Gone Man, Solid Gone

There’s this frozen instant in time when almost everything in the house is gone, sucked away. What exists afterward depends on what we were doing where it was happening, and inches apparently matter.

The cast iron pans that Russ was restoring in a lye bath outside were safe and orchids from the back deck survived, but the smoker beside them didn’t because it was too heavy and risky to move before it bent when the house fell. Two sterling silver Revere bowls in an upstairs closet were charred and misshapen. There was no apparent trace of whole categories of possessions, perhaps they were unrecognizable in the rubble. A miniature stained glass church I bought in an after Christmas clearance sale survived, perfectly preserved by a form fitting Styrofoam box that showed no signs of heat damage. It was stored near the part of the house that was apparently the hottest and it was among the least sentimental of those things it was stored with. The fire investigator told me there would be some things that would survive, but they wouldn’t be the things I wanted. He knew.

I have a firm grip on the importance of people and the comparative lack of importance of stuff, so getting through this with grace is at least in my ballpark. But still, I loved my stuff and I feel an affinity with Bernadette Peters in “The Jerk” when she finds out she has suddenly gone from unimaginably wealthy to bankrupt. She whines with a pouty face “It’s not the money, it’s the Stuuuuf”. I had good stuff. I’ve been collecting it for a long time, waiting for a good price, getting the stuff that is well made, the stuff that is built to last… under normal conditions that is.

Just before the fire, one of those great truisms showed up on my Facebook feed. It said “You can’t control what happens to you, just how you respond to it.” I hope to take that to heart.

One of the things about our thrifting experiment, sometimes in the second hand places you can find that solid stuff built well and made sturdy, that stuff I admire and respect. Our little experiment will be very time intensive, but given that money and time are both limited resources, it seems that splitting them up and using balanced amounts of each is the most likely way to rebuild well on a budget.

We have decided on rules for our thrifty rebuild. We want to get as much as we can from thrift and estate sales, but there are some things that we want to purchase new.

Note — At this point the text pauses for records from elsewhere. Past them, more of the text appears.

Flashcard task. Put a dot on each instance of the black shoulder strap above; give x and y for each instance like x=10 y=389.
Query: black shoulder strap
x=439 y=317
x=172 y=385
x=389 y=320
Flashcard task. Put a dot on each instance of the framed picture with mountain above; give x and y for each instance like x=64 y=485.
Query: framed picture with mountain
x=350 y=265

We have a list of things that we will buy new. We may buy other things new as well. For instance, the mixer I had nor the mixer I wanted was on the second hand prohibited list, but we didn’t find one in the time frame we wanted. Here is our list of things that we will buy new, not second hand.

Mattresses

Upholstered Furniture (unless we think re-upholstering is practical)

Any other difficult-to-clean thing that could have animal dander, mites or bedbugs

Plastic Food Storage Containers (Chemicals can bond and we don’t know how they might have been used)

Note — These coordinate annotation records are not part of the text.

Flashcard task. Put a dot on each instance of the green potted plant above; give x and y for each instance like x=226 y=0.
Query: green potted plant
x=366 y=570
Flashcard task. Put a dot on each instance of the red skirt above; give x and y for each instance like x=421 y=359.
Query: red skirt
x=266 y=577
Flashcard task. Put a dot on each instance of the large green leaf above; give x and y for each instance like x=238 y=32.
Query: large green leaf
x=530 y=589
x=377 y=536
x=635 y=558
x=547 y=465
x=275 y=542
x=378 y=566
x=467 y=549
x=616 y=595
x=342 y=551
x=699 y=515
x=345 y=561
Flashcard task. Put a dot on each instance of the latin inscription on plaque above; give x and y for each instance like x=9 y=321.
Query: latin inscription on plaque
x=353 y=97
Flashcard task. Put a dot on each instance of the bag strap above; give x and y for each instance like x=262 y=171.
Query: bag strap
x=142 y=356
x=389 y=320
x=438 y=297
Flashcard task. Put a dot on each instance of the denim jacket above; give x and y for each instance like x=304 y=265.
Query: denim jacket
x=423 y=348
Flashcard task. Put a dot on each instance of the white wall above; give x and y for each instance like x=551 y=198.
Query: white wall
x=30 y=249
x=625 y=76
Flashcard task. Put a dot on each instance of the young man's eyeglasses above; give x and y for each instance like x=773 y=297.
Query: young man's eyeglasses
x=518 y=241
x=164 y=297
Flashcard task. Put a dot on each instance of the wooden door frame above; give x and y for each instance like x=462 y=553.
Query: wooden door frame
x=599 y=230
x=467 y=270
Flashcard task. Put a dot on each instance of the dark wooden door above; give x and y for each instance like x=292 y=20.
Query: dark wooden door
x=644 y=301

Plastic or Wood Food Utensils (same)

Undergarments

Shoes

The list is based on cleanliness and the ability to transfer anything harmful. There’s also a bit of the personal ick factor. Undergarments could be cleaned, I just don’t want any second hand. Fungicide can be applied to shoes, I just don’t want to use or trust it. The list may grow or have exceptions, but they will remain based on known ability to transfer harm or what ever we personally find unappealing.

Magnificent Monarchs on St Mark’s

by Karen

Monarch Migration St Marks NWR

Monarch Migration at St Marks NWR

As I go about the business of putting a life back together, there’s nothing I’d like more than an escape to the sandy beaches of my youth. I look forward to the point when I will have enough settled to feel like I can responsibly be away for a little while. The shore is where I feel most at home, but these days “You can’t go home again” has extra meaning. Not in the sense that the physical house that was my home is gone, but more in the sense that the place that is my other home, the place where a part of me belongs, has changed. It’s not just that the barefoot casual place that was wild and accessible when I was young has been overrun with highrises and upscale brand names. It’s also that now, when I walk down the beach, there will be some point when a little hint of discomfort makes me wonder about the effects of BP dispersants, EPA waivers on paper company scrubbers and Monsanto. What persistent heavy duty chemicals am I grinding into my heels to be absorbed through my skin?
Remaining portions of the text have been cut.